No safe amount of lead in drinking water for patients with kidney disease, finds study
The findings suggest that for patients with poor kidney function, there is no safe amount of lead in drinking water.
Even low levels of lead contamination found in the majority of drinking water systems in the United States may have toxic effects for those with chronic kidney disease.
USA: Even low levels of lead in drinking water are detrimental for people with kidney disease, show results from a first nationwide analysis linking EPA (Environment Protection Agency) water supply records to patient data.
According to the study, published in the Journal of American Society of Nephrology (JASN), even EPA permissible lead levels in drinking water is associated with higher erythropoietin stimulating agent (ESA) use and lower hemoglobin levels among people with advanced kidney disease.
Despite advances in reducing the amount of lead in drinking water, low levels of contamination remain widespread throughout the United States. This may be especially dangerous for the 30-40 million Americans living with chronic kidney disease, who have heightened susceptibility to the toxic effects of lead.
To examine the effects of low levels of lead contamination on individuals with advanced kidney disease, investigators analyzed health information for 597,968 patients initiating dialysis in the United States between 2005 and 2017. The team also assessed lead concentrations in community water systems in the 5-year period prior to dialysis initiation, relying on city-level data from the Environmental Protection Agency's Safe Drinking Water Information System.
The investigators focused on the potential effects of lead on levels of hemoglobin, the oxygen-carrying protein in red blood cells known to be affected by lead poisoning.
Individuals living in cities with detectable levels of lead in their community's water had significantly lower hemoglobin concentrations before starting dialysis and during the first month of dialysis therapy.
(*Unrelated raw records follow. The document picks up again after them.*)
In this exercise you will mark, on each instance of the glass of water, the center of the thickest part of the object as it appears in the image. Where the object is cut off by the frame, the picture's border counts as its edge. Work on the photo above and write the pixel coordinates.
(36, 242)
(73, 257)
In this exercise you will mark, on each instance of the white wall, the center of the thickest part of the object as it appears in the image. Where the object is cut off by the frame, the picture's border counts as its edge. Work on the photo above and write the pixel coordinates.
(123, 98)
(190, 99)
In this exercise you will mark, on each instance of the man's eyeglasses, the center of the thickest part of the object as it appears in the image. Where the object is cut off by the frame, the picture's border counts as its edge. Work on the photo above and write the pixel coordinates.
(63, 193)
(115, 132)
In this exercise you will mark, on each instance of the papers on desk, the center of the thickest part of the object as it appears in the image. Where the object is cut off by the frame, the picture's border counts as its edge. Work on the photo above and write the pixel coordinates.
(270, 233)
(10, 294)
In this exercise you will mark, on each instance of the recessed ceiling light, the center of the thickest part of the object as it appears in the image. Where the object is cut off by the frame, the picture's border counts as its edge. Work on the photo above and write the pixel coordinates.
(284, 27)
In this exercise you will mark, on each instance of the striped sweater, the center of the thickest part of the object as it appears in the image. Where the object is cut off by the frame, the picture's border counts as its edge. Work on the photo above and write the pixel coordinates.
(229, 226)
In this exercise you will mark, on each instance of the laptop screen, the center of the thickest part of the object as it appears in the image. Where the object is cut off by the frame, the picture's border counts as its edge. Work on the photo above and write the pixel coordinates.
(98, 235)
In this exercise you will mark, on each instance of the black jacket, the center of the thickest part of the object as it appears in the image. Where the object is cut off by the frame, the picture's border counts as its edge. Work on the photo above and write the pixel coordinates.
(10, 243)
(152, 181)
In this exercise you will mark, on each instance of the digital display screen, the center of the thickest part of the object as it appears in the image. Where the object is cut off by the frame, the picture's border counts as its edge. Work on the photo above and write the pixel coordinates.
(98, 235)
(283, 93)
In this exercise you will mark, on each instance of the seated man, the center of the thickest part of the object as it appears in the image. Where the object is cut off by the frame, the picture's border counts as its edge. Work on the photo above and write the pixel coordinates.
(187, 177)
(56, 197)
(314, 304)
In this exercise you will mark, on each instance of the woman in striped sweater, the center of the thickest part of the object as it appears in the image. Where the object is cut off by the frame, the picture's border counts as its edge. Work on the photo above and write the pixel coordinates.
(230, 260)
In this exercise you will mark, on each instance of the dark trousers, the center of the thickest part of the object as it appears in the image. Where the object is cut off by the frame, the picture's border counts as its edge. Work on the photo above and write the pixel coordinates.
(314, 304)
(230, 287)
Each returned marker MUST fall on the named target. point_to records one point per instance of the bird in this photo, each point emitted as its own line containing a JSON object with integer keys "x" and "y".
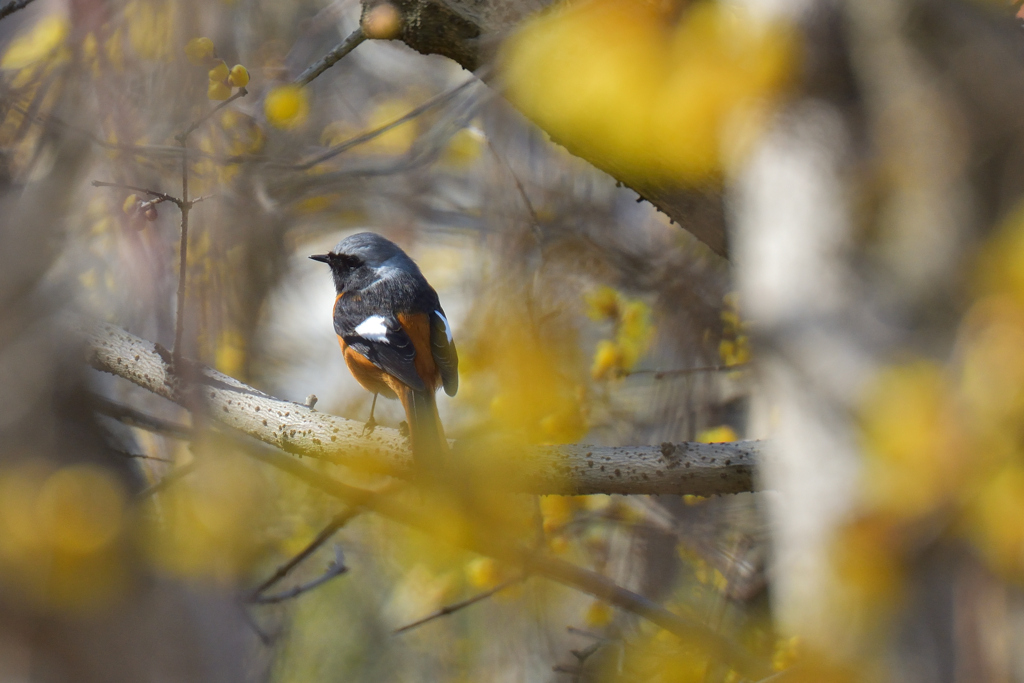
{"x": 394, "y": 335}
They also were prescribed higher doses of medications to treat anemia, which occurs when red blood cell counts or hemoglobin levels are lower than normal. These associations were observed at lead levels below the Environmental Protection Agency's threshold (0.015 mg/L) that mandates regulatory action.
The findings suggest that for patients with poor kidney function, there is no safe amount of lead in drinking water. "While drinking water may seem uniformly healthy, low levels of lead contamination found in the majority of drinking water systems in the United States may have toxic effects for those with chronic kidney disease," said lead author John Danziger, MD, MPhil, of Beth Israel Deaconess Medical Center. "More rigorous efforts to improve the water system infrastructure may be needed to protect individuals from unrecognized hazard."
Importantly, the study also revealed concerning inequities, with higher water lead levels observed for Black compared with white patients. "Combined with the increased susceptibility to kidney disease among Blacks, this represents an important environmental injustice," said Dr. Danziger.
The study titled, "Associations of Community Water Lead Concentrations with Hemoglobin Concentrations and Erythropoietin-Stimulating Agent Use among Patients with Advanced CKD," is published in the Journal of American Society of Nephrology.